Wednesday, November 12, 2008
November 12, 2008
In reaction to the announcement by business leaders of a recession in the coming year, the militant group Partido ng Manggagawa (PM) called for a bailout and stimulus package for the workers and the poor to counter-act the economic downturn.
“We should put money in the hands of the workers and the poor not simply as a measure of social justice but as the solution to the economic recession. The consumers, the overwhelming majority of whom are the workers and the poor, should be able to continue buying their necessities and thereby keep the wheels of production rolling,” explained Renato Magtubo, chairperson of PM.
The group clarified that their bailout and stimulus package is different from that implemented in the US which it criticized as a “bailout of the rich capitalists who engineered the crisis in the first place thereby rewarding the criminals and punishing the innocent.” Magtubo argued that “If there is a lesson to be learned from the present crisis, it is that it is time to strengthen the real economy and shutdown the casino economy.”
In particular, PM is calling for the Social Security System (SSS), Government Service Insurance System (GSIS) and the Overseas Welfare Administration (OWWA) to set aside funds sufficient to subsidize all private sector workers, government employees and overseas Filipino workers (OFW’s) who will be laid off due to the economic crisis. The subsidy should last until they could find work up to a maximum of 6 months. The group is also demanding that the government must declare a tax rebate for all workers equivalent to 2 months wage, in effect giving them a 14th and 15th month salary.
Magtubo stated that “Big business is forecasting a recession next year but the initial effects of the perfect economic storm is already being felt by workers in the export-processing zones and OFW’s in the Middle East. We know first hand of furniture and garments factories in the export-processing zones of Cavite and Cebu who have reduced workers and hours of work because of reduced orders from the US. The export industry as a whole is collapsing with growth contracting from 6.6 % in August to just 1.2% this September. Workers are being made to bear the brunt of a crisis that is not of their own making.”

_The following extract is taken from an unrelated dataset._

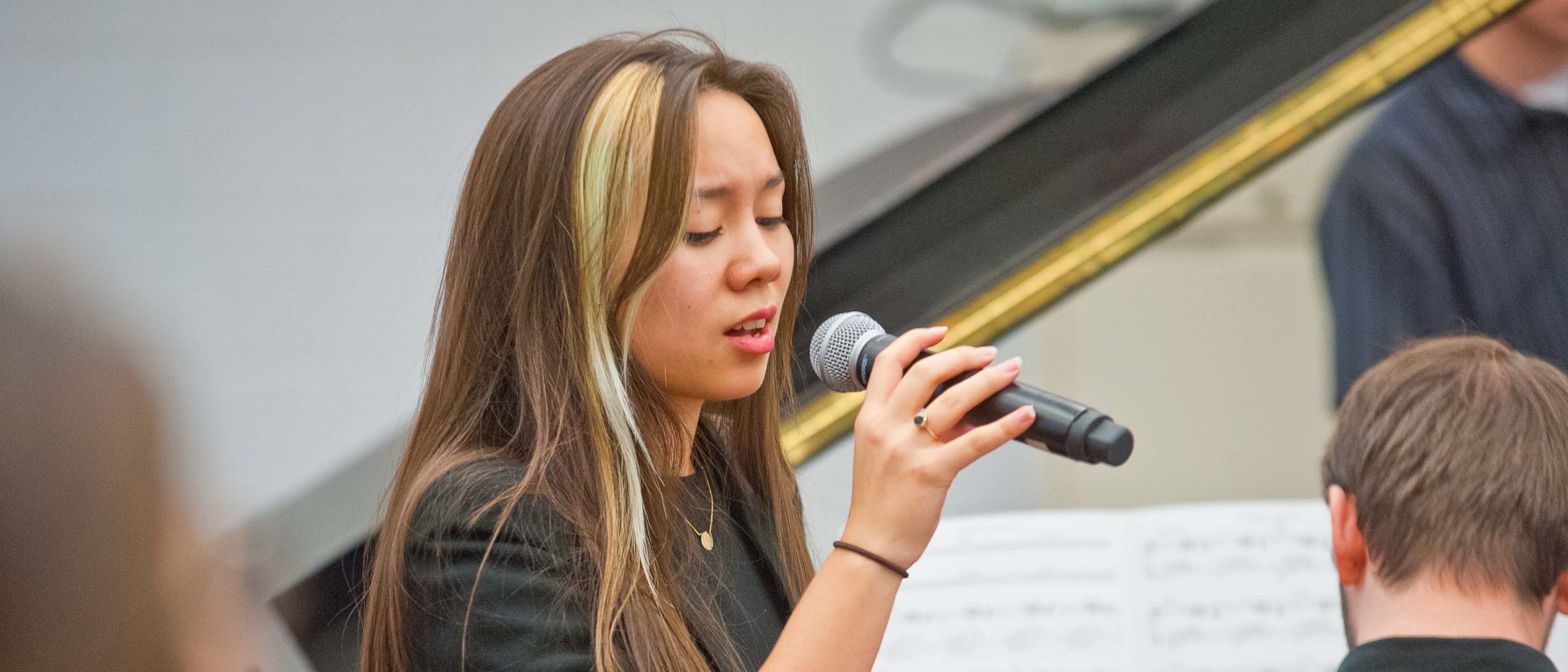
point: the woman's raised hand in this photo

“As for the millions who were already unemployed even before the onset of the present crisis, a massive public employment program must be established. In form it will be similar to the ‘patrabaho ng gobyerno’ program the presently exists. But in substance it will be radically different. First, the patronage system must be excised from the public employment program by putting it under the control of people’s organizations instead of local politicians. Second, the salaries, benefits and working conditions should conform to labor standards instead of the present setup where contractual workers do the work for below minimum wages,” asserted Magtubo. ###
(The SSS and GSIS are the state-managed social security institutions for private sector and public sector employees respectively. The OWWA is a similar institution for overseas workers.)